Das Problem, das Gravis hat, dürfte kein Einzelfall bleiben: Sie verkaufen vornehmlich Apple-Produkte, könnten also so etwas wie eine Apple Store-Dependance sein. In vielen Städten nehmen sie bestimmt auch diese Rolle ein, zum Beispiel in Bonn, weil es hier keinen offiziellen Apple-Laden gibt. Da ist aber ein entscheidender Unterschied: Offiziellen Apple-Läden ist es schnurzpiepegal, ob sie ihre Waren vor Ort verkaufen oder online, denn sie verdienen so oder so an dem Produkt. Es ist völlig in Ordnung, wenn Kunden nur mal gucken kommen und beim Verlassen des Geschäfts auf der Apple-Seite das Produkt online bestellen. Anders bei Zwischenhändlern wie Gravis: Dort muss der Verkauf im Laden stattfinden, denn es gibt keinen besonderen Anreiz, im Online-Store einzukaufen – wenn ich eh online einkaufe, dann kann ich auch gleich den Apple-Laden besuchen (oder Amazon, wo es auch mal bessere Angebote gibt).

Und obwohl Gravis zwar ganz hübsche Ladengeschäfte hat, sieht man ihnen das Alter deutlich an, genauso wie das fehlende finanzielle Polster, das ein Unternehmen wie Apple hat.
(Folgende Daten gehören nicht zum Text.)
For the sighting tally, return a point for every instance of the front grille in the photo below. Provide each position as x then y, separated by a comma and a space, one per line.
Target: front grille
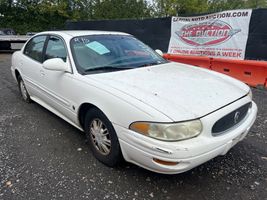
230, 120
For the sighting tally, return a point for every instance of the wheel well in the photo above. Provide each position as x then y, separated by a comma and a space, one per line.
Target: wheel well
83, 110
17, 74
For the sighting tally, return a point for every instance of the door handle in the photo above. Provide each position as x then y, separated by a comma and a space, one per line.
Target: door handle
42, 72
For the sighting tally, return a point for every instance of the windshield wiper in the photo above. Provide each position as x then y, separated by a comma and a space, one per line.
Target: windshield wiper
107, 68
149, 64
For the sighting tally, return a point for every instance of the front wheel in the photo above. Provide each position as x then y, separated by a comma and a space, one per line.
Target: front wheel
102, 138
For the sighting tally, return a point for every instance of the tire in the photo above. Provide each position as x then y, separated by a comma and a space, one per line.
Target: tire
23, 91
102, 138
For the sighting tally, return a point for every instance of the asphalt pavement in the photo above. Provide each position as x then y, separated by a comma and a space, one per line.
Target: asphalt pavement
43, 157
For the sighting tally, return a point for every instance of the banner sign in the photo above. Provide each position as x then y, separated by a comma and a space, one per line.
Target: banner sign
220, 35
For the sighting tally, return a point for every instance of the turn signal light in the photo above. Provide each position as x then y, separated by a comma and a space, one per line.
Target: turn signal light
162, 162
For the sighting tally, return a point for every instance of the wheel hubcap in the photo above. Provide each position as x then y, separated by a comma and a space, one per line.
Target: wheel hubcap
100, 136
23, 90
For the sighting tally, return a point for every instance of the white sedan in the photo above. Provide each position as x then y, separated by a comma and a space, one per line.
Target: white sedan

Dass Gravis vor einer Weile die Bezahlung mit Bargeld abgeschafft hat, scheint im Nachhinein wie ein Griff nach letzten Strohhalmen, um Kosten zu sparen.

Wir wurden gestern sehr schnell und freundlich bedient (bzw. darüber informiert, dass wir zu den Zuspätkommern gehörten), und das ist das Traurigste an der Geschichte: Nirgendwo sonst habe ich solch engagierte und kompetente Angestellte wahrgenommen wie in diesem Gravis. Egal, ob ich mit einer naiven oder blöden Frage daher kam, einem Garantieanliegen oder einer Reparatur, man nahm sich immer viel Zeit für mein Anliegen. So kam es auch zu längeren Wartezeiten, bis man dann an der Reihe war, aber da ich wusste, dass allen Kunden diese Aufmerksamkeit zuteil wurde, wartete ich gerne mal.

Mir schien auch nicht, dass die Angestellten unbedingt etwas verkaufen mussten. Mehr als einmal wurde mir von einem Produkt abgeraten, obwohl offensichtlich war, dass ich lieber zum Kauf überredet worden wäre. So auch gestern, als ich mir ein iPad anschaute und der Verkäufer abfällig meinte, das Gerät hätte viel zu alte Technik verbaut und einen viel zu hohen Preis, davon solle ich lieber die Finger lassen.

Ich wünsche den Gravis-Angestellten alles Gute und hoffe, dass sie bei Interesse bei der Konkurrenz Compustore eine längerfristige Zukunft finden (obwohl es mich nicht wundern würde, wenn dieser Kette das gleiche Ende bevorsteht). Wir verließen den Laden dennoch nicht mit leeren Händen: Eine Handyhülle für lächerliche 1,50 € war noch da gewesen.